In Dec. 2014, GeNeuro granted Servier an exclusive option to license GNbAC1 worldwide ex-US and Japan rights to its treatment of multiple sclerosis. GeNeuro holds responsibility for the development until Phase II, Servier had an option of further development and commercialization. GeNeuro received $47M up front and was eligible for up to $408M in milestones, plus royalties. Servier acquired a minority stake in GeNeuro. In addition, GeNeuro received up to $40M in milestones from Servier on completion of the Phase II study. In Mar. 2018, GeNeuro regained worldwide rights to GNbAC1 following Servier’s strategic decision to terminate.

7. Teva Terminated its Agreement with Xenon for Pain Medication

In Dec. 2012, Xenon granted Teva exclusive, worldwide rights to develop and commercialize XEN402 for the treatment of various pain disorders. Xenon received $41M up front and was eligible for up to $335M in development, regulatory, and sales milestones. In Mar. 2018, Teva terminated the agreement after XEN402 failed to meet its primary endpoint in a Phase II study.

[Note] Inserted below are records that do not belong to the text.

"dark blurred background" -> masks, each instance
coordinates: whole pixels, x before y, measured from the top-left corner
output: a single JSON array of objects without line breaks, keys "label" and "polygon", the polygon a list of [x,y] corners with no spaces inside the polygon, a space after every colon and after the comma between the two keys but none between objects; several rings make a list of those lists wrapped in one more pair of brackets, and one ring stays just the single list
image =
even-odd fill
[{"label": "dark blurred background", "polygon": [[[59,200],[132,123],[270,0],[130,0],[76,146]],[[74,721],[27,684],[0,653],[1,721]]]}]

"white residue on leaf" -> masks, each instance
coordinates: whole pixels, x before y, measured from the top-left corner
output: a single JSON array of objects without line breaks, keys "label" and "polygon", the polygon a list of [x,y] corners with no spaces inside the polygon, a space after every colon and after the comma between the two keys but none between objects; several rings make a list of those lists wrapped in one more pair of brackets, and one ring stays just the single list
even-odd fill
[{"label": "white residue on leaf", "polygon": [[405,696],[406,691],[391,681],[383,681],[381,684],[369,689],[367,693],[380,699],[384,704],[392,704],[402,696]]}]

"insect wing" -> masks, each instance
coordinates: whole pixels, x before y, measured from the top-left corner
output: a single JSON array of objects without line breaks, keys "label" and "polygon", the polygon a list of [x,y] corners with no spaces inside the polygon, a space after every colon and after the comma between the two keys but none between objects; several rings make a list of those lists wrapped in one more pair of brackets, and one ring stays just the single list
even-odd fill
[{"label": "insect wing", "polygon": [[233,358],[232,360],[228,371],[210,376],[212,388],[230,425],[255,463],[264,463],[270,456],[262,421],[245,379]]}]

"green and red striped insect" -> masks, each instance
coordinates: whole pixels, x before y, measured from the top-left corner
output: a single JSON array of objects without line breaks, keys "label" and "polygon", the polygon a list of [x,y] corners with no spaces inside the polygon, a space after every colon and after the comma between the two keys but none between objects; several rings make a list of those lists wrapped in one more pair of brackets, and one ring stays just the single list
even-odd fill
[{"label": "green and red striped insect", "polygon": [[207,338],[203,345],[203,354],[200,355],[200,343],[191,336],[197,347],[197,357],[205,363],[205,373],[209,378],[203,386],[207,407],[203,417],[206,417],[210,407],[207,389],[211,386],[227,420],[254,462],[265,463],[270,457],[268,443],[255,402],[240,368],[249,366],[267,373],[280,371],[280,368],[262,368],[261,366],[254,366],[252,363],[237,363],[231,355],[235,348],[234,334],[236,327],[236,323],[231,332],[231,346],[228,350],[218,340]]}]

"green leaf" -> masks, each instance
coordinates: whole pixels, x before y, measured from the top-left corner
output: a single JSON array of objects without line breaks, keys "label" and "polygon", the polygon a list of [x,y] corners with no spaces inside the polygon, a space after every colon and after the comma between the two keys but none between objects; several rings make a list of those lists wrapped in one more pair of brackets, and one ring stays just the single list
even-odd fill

8. Teijin Terminated its Agreement with Versartis

In Aug. 2016, Versartis granted Teijin exclusive rights to develop and commercialize its recombinant fusion protein, somavaratan, for somatotropin deficiencies. Versartis received $40M up front and was eligible for up to $125M in milestones, plus royalties. In Jan. 2018, Teijin Pharma terminated the agreement after the Phase III clinical study of somavaratan failed to meet its primary endpoint.

9. Janssen Biotech Terminated its Agreement with Geron

In Nov. 2014, Geron granted Janssen exclusive, worldwide rights to develop and commercialize its telomerase inhibitor, Imetelstat, for the treatment of cancer. Imetelstat is a modified oligonucleotide once viewed as a potential blockbuster. Geron received $35M up front was eligible for up to $900M in milestones, plus royalties. In Sep 2018, Janssen Biotech announced its decision to terminate the agreement following a strategic portfolio evaluation and prioritization.

10. BMS Terminated its Agreement with Rigel for TGF beta

In Feb. 2015, Rigel Pharmaceuticals granted BMS exclusive, worldwide rights to develop and commercialize its small molecule TGF beta receptor kinase inhibitor, including its library for immuno-oncology indications. Rigel received $30M up front and was eligible for up to $309M in milestones, plus royalties. In Jul. 2018, BMS discontinued preclinical development of the small molecule.